Ahmedinejad'ı, Bağdad'da Devlet Başkanı Celal Talabani ve Nuri El Maliki ağırlayacak. Talabani ve Maliki görev süresi içinde birçok kez İran'a resmi ziyaret düzenledi. Her ikisi bu komşu ülkeye Saddam döneminden de aşina. Zira uzun yıllar İran'da sürgündeydiler. Talabani ve Maliki, İran'a sürgün yıllarından kalma bir minnet duygusu besliyor. Irak'ın ABD ile yakın ilişkileri içinde olması, ikilinin İran'la olan diyaloğunu etkilemiyor.

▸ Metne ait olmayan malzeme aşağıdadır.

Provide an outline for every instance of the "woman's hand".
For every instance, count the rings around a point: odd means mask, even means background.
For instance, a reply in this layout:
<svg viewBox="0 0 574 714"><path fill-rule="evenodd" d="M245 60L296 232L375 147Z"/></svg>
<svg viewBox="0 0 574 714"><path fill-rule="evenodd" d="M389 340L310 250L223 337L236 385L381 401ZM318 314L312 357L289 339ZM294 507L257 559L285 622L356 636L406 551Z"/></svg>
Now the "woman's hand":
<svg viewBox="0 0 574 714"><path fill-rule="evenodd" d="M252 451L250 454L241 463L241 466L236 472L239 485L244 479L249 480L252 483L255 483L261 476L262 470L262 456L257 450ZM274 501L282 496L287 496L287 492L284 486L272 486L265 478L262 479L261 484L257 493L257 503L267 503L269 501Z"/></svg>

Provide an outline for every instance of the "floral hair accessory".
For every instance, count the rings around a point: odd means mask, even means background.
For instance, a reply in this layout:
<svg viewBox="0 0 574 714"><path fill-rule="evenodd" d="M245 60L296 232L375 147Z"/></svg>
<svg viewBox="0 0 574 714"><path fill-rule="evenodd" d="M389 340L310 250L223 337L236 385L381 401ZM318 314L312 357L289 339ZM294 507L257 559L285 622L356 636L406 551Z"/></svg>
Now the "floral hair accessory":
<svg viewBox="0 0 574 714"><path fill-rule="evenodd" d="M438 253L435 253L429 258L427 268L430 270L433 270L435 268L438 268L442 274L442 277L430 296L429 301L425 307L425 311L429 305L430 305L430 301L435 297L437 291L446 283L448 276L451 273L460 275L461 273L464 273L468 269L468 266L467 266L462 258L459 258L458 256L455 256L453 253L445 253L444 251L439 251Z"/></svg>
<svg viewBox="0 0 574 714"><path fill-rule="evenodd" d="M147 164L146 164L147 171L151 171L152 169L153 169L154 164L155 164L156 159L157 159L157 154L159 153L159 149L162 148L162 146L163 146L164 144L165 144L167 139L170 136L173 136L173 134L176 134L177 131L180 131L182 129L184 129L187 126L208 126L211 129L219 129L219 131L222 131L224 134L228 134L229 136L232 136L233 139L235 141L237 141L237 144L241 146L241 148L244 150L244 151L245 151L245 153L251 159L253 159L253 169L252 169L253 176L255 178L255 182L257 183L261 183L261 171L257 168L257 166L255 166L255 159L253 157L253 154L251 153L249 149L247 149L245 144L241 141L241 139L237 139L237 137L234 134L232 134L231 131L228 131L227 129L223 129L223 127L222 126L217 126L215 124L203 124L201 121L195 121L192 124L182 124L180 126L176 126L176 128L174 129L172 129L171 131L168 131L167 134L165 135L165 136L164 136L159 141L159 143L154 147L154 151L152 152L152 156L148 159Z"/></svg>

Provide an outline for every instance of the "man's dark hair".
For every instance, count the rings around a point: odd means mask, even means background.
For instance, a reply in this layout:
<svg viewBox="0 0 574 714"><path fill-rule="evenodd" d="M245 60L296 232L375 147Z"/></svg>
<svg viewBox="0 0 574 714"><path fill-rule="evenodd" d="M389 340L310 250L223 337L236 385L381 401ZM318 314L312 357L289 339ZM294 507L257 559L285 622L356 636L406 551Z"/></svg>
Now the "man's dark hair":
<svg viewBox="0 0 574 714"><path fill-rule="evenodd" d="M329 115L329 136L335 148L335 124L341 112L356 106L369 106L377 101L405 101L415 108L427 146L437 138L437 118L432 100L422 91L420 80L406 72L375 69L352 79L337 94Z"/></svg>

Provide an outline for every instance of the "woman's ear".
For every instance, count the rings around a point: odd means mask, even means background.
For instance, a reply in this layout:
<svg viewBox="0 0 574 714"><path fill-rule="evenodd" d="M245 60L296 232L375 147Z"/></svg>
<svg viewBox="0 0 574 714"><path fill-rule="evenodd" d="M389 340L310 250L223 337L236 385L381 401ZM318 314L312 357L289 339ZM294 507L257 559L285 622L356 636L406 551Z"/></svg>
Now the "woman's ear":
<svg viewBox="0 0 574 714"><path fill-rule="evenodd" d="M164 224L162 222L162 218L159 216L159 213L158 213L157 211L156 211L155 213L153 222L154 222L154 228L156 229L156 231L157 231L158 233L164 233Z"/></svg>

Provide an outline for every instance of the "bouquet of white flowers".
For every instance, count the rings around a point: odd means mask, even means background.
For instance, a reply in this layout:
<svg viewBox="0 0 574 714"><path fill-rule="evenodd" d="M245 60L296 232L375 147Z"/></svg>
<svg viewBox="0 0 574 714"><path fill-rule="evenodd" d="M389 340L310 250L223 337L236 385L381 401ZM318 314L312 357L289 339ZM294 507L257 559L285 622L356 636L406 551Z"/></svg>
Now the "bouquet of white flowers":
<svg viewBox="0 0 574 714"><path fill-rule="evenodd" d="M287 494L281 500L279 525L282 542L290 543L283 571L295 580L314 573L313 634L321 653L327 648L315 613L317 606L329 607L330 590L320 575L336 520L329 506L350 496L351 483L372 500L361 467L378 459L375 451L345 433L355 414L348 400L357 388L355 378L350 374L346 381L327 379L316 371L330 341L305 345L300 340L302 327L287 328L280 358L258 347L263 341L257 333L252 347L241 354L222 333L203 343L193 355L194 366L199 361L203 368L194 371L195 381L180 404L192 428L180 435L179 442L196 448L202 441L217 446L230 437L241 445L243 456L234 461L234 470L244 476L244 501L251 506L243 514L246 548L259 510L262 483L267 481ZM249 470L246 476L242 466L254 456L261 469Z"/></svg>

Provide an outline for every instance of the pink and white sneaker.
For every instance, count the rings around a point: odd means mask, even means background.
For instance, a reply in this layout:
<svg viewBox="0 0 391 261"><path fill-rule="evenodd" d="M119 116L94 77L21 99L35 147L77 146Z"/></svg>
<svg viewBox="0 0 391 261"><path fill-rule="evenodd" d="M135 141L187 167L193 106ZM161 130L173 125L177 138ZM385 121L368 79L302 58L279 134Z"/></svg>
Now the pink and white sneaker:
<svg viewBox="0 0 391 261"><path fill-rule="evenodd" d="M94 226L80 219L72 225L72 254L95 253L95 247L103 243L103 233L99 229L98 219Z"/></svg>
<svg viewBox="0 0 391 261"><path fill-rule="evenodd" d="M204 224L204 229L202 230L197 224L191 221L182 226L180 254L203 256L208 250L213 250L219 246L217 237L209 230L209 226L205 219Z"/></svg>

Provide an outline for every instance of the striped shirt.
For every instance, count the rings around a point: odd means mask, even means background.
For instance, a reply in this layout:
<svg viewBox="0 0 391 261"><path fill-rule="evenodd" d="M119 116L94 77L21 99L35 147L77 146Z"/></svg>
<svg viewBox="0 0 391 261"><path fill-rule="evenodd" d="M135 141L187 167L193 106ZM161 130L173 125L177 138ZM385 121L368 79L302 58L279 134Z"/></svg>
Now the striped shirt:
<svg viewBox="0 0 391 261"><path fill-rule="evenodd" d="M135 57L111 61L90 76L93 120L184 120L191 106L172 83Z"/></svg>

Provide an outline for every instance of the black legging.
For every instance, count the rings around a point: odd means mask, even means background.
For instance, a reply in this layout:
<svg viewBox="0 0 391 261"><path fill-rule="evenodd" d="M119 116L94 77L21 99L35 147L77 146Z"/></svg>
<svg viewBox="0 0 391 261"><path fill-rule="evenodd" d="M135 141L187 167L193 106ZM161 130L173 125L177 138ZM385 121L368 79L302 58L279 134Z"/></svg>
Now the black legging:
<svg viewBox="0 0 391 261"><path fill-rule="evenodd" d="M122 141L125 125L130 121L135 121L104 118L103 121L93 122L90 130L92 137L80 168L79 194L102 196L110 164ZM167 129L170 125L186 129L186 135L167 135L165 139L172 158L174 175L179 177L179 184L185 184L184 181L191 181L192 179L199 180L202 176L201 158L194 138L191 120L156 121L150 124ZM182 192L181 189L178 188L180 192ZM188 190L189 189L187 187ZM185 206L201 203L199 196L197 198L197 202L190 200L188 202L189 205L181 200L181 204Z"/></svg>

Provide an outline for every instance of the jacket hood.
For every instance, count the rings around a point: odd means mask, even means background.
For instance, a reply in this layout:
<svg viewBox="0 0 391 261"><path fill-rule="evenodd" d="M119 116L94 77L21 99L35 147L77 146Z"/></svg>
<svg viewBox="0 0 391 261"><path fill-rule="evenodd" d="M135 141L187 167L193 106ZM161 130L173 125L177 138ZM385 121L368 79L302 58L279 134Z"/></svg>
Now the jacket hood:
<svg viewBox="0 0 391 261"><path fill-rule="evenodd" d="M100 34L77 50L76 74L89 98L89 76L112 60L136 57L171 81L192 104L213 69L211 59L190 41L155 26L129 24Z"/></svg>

Talabani ve Maliki ABD askerlerini istemiyor
Her iki siyasi de, Amerikalıların Irak'tan çekilmesini arzu ederken, bunun kısa zamanda olamayacağının farkında. Tahran'da da bu durum biliniyor ve Washington'la olan tüm tartışmalarda İran, Irak konusunda herhangi bir açıklama yapmaktan kaçınıyor. İran komşusu Irak'taki Amerikan varlığının, kendi elini güçlendirdiğinin de farkında. Zira ABD tarafından İran'a yapılacak herhangi bir askeri müdahale, Washington'un aynı zamanda Irak'taki askerlerini tehlikeye atması anlamına geliyor.
Washington, sırf bu sebeplerle bile İran'a askeri bir müdahaleden kaçınıyor olsa da, Tahran da yeni bir fiili gerilim istemiyor. Zira İran uzun seneler boyu savaştığı komşusuyla, son zamanda bariz sürtüşmeler yaşamıyor. Hatta Tahran yönetimi, Amerikalıların Saddam rejimini sona erdirip, ülkenin başına İran yanlısı yöneticilerin getirilmiş olmasından dolayı neredeyse müteşekkir olmalı. Siyasi hesaplar Tahran'ın bunu açıkça ifade etmesini engelliyor. Ancak İran yine de komşu Irak'la iyi geçinmek niyetinde. Bu çerçevede Tahran ve Bağdat yönetimleri arasında oto yol, demir yolu yapımı yada petrol nakli konusunda geniş kapsamlı yatırım anlaşmaları yapılıyor. İran'ın iştahını özellikle yeni ihracat pazarı olarak gördüğü Irak'ın güneyi kabartıyor. Bu doğrultudan hareketle, Tahran ve Bağdat yönetimleri özellikle bu bölgenin güvenliği konusunda işbirliği yapıyor.
Tahran-Bağdat dayanışması ABD'yi rahatsız ediyor
Ancak bu durum Amerikalıların hoşuna gitmiyor. Washington, İran'dan gelen silahların yanlış kişilerin eline örneğin Şii lider Mukteda El Sadr'a bağlı Mehdi Ordusu'na geçmesinden rahatsız. Ya da İranlı uzmanların Şii milisleri eğitiyor olması rahatsızlık veriyor. Zira milisler aldıkları eğitimi Amerikan güçlerine saldırı amacıyla kullanabiliyor. Ahmedinejad'ın Irak ziyareti, ABD'nin tüm bu gerçekleri değiştiremeyeceğini göstermek niyetiyle yapılıyor. Özelikle İran Cumhurbaşkanının kutsal Necef ve Kerbela kentlerine düzenleyeceği ziyaret, Ahmedinejad'ın bölgede ne kadar kabul gören ve hakim bir lider olduğunu gösterirken, Amerikalıların ise buralara bir o kadar yabancı unsurlar olduğunu vurgulayacak.